I figured it out...I figured out my new hobby. Brace yourself, you may not expect it. My new hobby is....me. Yep, that's right. M-E...me.
Don't we all need to spend a little time with ourselves/on ourselves? YES. It's healthy. It's needed. I think I'll get more mani's and pedi's ;) spoil myself a bit. But out of all seriousness...
I'm going to work on being healthy, in every aspect. Healthy physically, healthy mentally, create healthy relationships....just plain old healthy. Healthy Haley, I like it.
I guess laying in bed hours upon hours really makes you think about things, reevaluate, and figure out what needs to change in our lives. Because let's face it, something can always afford to be changed. Hey, I guess I can work on healthy sleeping habits too.

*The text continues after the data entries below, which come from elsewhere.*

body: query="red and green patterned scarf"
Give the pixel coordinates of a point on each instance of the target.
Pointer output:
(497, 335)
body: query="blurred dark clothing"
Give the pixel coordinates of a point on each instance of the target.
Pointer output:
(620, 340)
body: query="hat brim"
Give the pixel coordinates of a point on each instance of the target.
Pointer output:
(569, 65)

For starters, let's work on healthy physically. Let's face it, I've let myself go a little bit. Maybe a lot bit. I'm married, I won my man, I can skip weeks and weeks of working out and eat whatever I want. And gain weight. Icky. I actually...can not. Because when I become unhealthy physically, I become unhealthy mentally...and that is pretty for no one. And that even makes relationships unhealthy. It just does. Read my next paragraph to understand a bit better.

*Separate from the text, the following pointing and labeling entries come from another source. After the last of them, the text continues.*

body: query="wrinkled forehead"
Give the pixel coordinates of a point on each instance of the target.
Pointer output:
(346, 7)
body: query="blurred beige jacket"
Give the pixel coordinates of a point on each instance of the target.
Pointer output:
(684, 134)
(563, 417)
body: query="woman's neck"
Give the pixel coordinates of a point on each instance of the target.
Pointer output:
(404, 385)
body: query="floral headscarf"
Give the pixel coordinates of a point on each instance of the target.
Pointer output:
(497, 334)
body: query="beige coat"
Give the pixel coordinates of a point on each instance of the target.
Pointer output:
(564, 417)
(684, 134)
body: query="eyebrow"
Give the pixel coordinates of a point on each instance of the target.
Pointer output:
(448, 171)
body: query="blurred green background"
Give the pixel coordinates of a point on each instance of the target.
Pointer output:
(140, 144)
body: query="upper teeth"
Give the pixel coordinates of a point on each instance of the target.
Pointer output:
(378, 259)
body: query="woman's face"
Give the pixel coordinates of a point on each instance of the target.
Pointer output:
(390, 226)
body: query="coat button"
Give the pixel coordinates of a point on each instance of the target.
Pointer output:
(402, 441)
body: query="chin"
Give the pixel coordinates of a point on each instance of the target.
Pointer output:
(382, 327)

I read an article about how bad body image makes you afraid of socializing. And while I'm not necessarily afraid to talk to people I can totally see it is true. If you're not comfortable with yourself then you definitely tend to stay back in the shadows more. Learned it first hand. Do not like it.

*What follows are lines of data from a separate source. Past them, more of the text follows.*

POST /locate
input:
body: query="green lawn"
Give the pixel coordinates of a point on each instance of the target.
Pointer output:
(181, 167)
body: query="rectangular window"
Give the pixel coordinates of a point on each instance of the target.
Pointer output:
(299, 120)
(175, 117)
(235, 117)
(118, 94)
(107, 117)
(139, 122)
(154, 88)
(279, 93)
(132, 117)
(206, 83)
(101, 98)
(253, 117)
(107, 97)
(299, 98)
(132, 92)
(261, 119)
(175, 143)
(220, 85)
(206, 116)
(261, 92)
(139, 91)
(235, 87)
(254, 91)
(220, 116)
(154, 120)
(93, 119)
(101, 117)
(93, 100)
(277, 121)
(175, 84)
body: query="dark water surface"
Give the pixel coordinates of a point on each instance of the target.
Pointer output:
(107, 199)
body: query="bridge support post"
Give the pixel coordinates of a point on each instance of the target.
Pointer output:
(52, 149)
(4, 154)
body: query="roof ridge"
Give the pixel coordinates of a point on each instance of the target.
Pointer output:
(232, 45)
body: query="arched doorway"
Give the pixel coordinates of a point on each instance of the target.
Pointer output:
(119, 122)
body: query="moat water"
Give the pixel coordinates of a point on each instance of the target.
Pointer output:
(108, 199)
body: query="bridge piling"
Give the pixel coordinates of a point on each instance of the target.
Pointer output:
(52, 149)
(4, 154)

Anyway, back to the "for starters"...yes, physically healthy. We're going to tone this body right up, and we're going to do it the right way this time, because the wrong way will ALWAYS come back to bite you in the behind. Promise.
And mentally...well that'll be an adventure. Positive talk, here I come. I don't even know what to say about this because I'm embarrassed. I just know it will take work.
Healthy relationships...let's just say I'm going to just be a nice person to everyone. Life is really just so much easier that way. Too much energy is wasted holding grudges and thinking bad/mean/upsetting/etc thoughts. Every single person has good qualities about them, and that's what I'm going to seek.
And this will be the tough thing...I'm going to get over this "let's be lazy and feel bad for myself" mentality. If I don't like it then I better fix it. My apartment WILL stay clean, mark my words. When my apartment is messy, like it seems to be a lot lately, I feel like I fail. So it really is huge that I keep it clean and have a nice "home". It's important that I "clean" up a lot of things right now.
I'm going to get the sleep I need so I don't drag all day long, and I'm going to accomplish lots and feel that accomplishing feeling that I love, and unfortunately, miss so much. I'm going to make myself feel important.
No worries, we're not all serious. I still plan on finding a fun hobby, like crocheting ;) but how will I ever enjoy something if I don't enjoy the simple things first? Especially if I don't enjoy me. I guess this blog will now be dedicated to continuing my thankfulness, but also to talk about the changes that I am so ready to make. I decided this because everything is so much better when you can talk about it. And yes, I can talk to my hubs about it all I want, but I just REALLY enjoy writing. So writing about it makes me feel way good too.
I can't believe I'm really being this out there and open about this...though I'm not being as open as some may think. But there comes a point where all you can do is let it out and talk about it.
I realize a lot of this probably doesn't make sense and seems jumbled, but it makes sense to me. And as soon as I start really making progress here I am confident that you'll see a difference and maybe understand better.